Montagnard (Vietnam) - History

History

Although French Catholic missionaries converted some Dega in the 19th century, American missionaries made more of an impact in the 1930s, and many Dega are now Protestant. Of the approximately 1 million Dega, close to half are Protestant, while around 200,000 are Catholic. This made Vietnam's Communist Party suspicious of the Dega, particularly during the Vietnam War, since it was thought that they would be more inclined to help the American forces (predominantly Christian—mainly Protestant).

In the mid 1950s, the once-isolated Dega began experiencing more contact with outsiders after the Vietnamese government launched efforts to gain better control of the Central Highlands and, following the 1954 Geneva Accord, new ethnic minorities from North Vietnam moved into the area. As a result of these changes, Dega communities felt a need to strengthen some of their own social structures and to develop a more formal shared identity.

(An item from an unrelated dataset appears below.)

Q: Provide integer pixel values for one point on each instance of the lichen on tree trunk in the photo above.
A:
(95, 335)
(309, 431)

In 1950, the French government established the Central Highlands as the Pays Montagnard du Sud (PMS) under the authority of Vietnamese Emperor Bảo Đại, whom the French had installed as nominal chief of state in 1949 as an alternative to Ho Chi Minh's Democratic Republic of Vietnam. When the French withdrew from Vietnam and recognized a Vietnamese government, Dega political independence was drastically diminished.

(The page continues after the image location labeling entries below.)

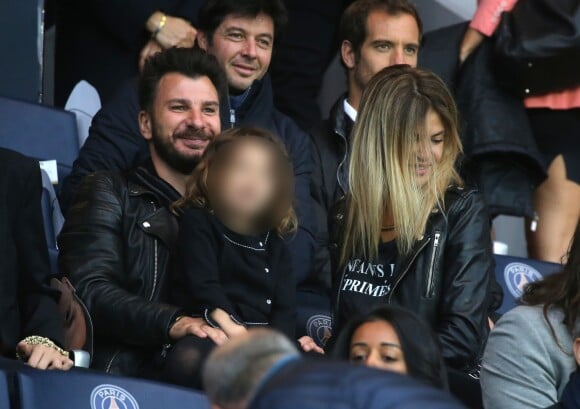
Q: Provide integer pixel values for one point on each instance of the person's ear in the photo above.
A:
(202, 41)
(145, 125)
(348, 54)
(577, 350)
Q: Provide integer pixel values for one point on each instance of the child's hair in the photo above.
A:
(199, 191)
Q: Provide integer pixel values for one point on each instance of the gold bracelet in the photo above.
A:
(37, 340)
(160, 26)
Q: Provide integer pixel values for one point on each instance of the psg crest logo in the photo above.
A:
(319, 328)
(112, 397)
(517, 275)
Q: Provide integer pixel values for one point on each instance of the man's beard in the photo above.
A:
(182, 163)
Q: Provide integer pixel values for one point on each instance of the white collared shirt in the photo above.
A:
(350, 111)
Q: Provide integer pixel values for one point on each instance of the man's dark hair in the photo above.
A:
(214, 12)
(353, 24)
(190, 62)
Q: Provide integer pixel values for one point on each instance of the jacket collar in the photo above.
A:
(144, 181)
(339, 119)
(256, 109)
(160, 221)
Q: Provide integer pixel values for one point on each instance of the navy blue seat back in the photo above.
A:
(513, 273)
(40, 132)
(85, 389)
(4, 390)
(21, 24)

The Dega have a long history of tensions with the Vietnamese majority. While the Vietnamese are themselves heterogeneous, they generally share a common language and culture and have developed and maintained the dominant social institutions of Vietnam. The Degar do not share that heritage. There have been conflicts between the two groups over many issues, including land ownership, language and cultural preservation, access to education and resources, and political representation.

In 1958, the Dega launched a movement known as BAJARAKA (the name is made up of the first letters of prominent tribes; compare to the later Nicaraguan Misurasata) to unite the tribes against the Vietnamese. There was a related, well-organized political and (occasionally) military force within the Dega communities known by the French acronym, FULRO, or United Front for the Liberation of Oppressed Races. FULRO's objectives were autonomy for the Degar tribes.

The 1960s saw contact between the Dega and the U.S. military, as American involvement in the Vietnam War escalated and the Central Highlands emerged as a strategically important area, in large part because it included the Ho Chi Minh trail, the North Vietnamese supply line for Viet Cong forces in the south. The U.S. military, particularly the U.S. Army's Special Forces, developed base camps in the area and recruited the Dega, roughly 40,000 of whom fought alongside American soldiers and became a major part of the U.S. military effort in the Highlands.

Thousands of Degar fled to Cambodia after the fall of Saigon to the North Vietnamese Army, fearing that the new government would launch reprisals against them because they had aided the Army of the Republic of Vietnam. The U.S. military resettled some Dega in the United States, primarily in North Carolina, but these evacuees numbered less than two thousand. In addition, the new socialist Vietnamese government has steadily displaced thousands of villagers from Vietnam's central highlands, to use the fertile land for coffee plantations.